Paint suppression takes care of this most of the time.

> 2) Pages within a site may not look the same. A consistent feel is
>    important to connect to a reader.

If some pages have a scrollbar-width white gap and some don't, they look
different to me.  If some pages have a 780px-wide content box and some have a
box that's a scrollbar-width smaller, they look the same to me.  Do you have an
example that looks more consistent when space is reserved for the scrollbar?
> If some pages have a scrollbar-width white gap and some don't,
> they look different to me.

The idea is that the scrollbar area, if reserved, inherits the background
color, or image, of the page.

> If some pages have a 780px-wide content box and some have a
> box that's a scrollbar-width smaller, they look the same to me.

> Do you have an example that looks more consistent when space is
> reserved for the scrollbar?

Absolutly.  I have a test page set up here:

http://www.belletc.net/index.cgi?page=test

Go there in mozilla and watch the page shift areound.  Go there in NS4 and
see how the scrollbar area inherits the background color and the page doesn't
shift around.
What I meant to say was "If some pages have a scrollbar-width background-color
gap and some don't, they look different to me."  After looking at your testcase,
that's still my opinion.  One page has a large gap between "print version" and
the edge of the page in Netscape 4, and the other doesn't.
> One page has a large gap between "print version" and the edge of the page in
Netscape 4, and the other doesn't.

Yeah, but that's not nearly as unsightly as a whole page layout shifting. 
Besides, if it's a CSS rule that the page author can apply, 1: It will only
effect users that visit the pages where authors have specified it.  And 2: If
it's a CSS rule then a person who never wants that behavior can always put:

vertical-scrollbar: auto !important;

Or whatever in his/her usercontent.css.
> If some pages have a scrollbar-width white gap and some don't, they look
> different to me.  If some pages have a 780px-wide content box and some have a
> box that's a scrollbar-width smaller, they look the same to me.

Jesse: I guess you miss the point I was making. The current Mozilla behavior
forces me as an author to use a fixed width. I am doing something I don't believe
in because I want my sites to look good in Mozilla.

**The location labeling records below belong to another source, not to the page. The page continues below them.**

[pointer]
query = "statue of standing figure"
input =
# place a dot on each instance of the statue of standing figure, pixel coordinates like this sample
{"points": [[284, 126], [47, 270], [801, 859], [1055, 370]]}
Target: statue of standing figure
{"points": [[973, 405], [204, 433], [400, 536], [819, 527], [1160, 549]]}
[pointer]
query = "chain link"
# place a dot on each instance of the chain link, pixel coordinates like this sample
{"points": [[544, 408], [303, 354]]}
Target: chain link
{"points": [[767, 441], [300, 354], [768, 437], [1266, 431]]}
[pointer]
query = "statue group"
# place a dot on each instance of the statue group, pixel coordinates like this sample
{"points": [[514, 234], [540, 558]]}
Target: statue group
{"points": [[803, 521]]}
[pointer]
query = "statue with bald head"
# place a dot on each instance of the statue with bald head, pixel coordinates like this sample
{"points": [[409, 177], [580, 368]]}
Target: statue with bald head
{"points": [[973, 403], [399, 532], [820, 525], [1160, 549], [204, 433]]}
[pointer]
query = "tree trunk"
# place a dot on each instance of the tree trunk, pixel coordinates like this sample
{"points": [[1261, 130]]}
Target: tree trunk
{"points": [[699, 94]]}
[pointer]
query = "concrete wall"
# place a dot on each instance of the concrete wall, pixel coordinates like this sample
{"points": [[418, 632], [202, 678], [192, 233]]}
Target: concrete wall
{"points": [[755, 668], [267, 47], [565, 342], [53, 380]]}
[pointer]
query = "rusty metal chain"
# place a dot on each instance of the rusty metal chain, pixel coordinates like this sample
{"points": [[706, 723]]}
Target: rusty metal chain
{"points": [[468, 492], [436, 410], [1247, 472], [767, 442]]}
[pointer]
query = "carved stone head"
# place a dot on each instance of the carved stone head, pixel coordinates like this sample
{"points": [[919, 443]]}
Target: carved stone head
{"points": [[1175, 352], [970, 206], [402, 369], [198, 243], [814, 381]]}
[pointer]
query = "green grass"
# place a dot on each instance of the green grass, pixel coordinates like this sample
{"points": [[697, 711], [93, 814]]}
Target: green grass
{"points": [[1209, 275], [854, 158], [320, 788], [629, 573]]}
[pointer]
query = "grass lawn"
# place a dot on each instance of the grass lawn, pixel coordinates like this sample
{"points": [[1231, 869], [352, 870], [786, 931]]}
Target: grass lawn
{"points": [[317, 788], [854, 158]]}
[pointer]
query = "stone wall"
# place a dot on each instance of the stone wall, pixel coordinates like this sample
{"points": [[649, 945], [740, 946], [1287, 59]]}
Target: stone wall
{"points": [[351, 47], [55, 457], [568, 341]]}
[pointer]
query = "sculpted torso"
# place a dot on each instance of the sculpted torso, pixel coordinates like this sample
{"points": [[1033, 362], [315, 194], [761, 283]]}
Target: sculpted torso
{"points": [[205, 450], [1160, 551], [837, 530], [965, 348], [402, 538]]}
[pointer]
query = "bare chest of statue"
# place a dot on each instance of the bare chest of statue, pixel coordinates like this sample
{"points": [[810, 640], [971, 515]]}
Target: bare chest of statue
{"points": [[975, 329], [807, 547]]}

Now if I had the option to reserve 20px for the scrollbar then I would have
no reservations about using 100% width, because I know my pages would look
consistent in Mozilla.
Here's another use for reserved scrollbar space: menulists. Have you noticed
that on long menulists (e.g. preferences/languages/default) the scrollbar
appears on the right of the list, instead of within the list? Please could space
be reserved for the scrollbar on menulists as well. Of course a separate bug
would have to be filed on themes to use the feature.
Correct me if I'm wrong, but the bug description seems misleading based on
recent discussion, so altering it.
Summary: Web pages should always have vertical scrollbars → Web pages should have vertical scrollbar space reserved
Is there any backing in the specs for doing this? I think this should be marked
WONTFIX (and I originally reported it). I do think we should give authors a way
to control this (an @ rule, maybe?) but I think our current behaviour is best.
No longer depends on: 76197
I am inclined to agree with WONTFIX. I think part of the issues raised here
could be resolved or at least alleviated by fixing bug 76197, thereby making the
"scroll", "-moz-scrollbars-horizontal", and "-moz-scrollbars-vertical" values of
"overflow" more usable.
Resolving WONTFIX.
Status: ASSIGNED → RESOLVED
Closed: 23 years ago22 years ago
Resolution: --- → WONTFIX
Hixie, please quell my fear. In marking this bug WONTFIX, you are assuming that
bug 76197 *will* be fixed and that fix will *by default* reserve the vertical
scrollbar space with a disabled scrollbar? (... and possibly allow the web
author to relinquish that space with css.)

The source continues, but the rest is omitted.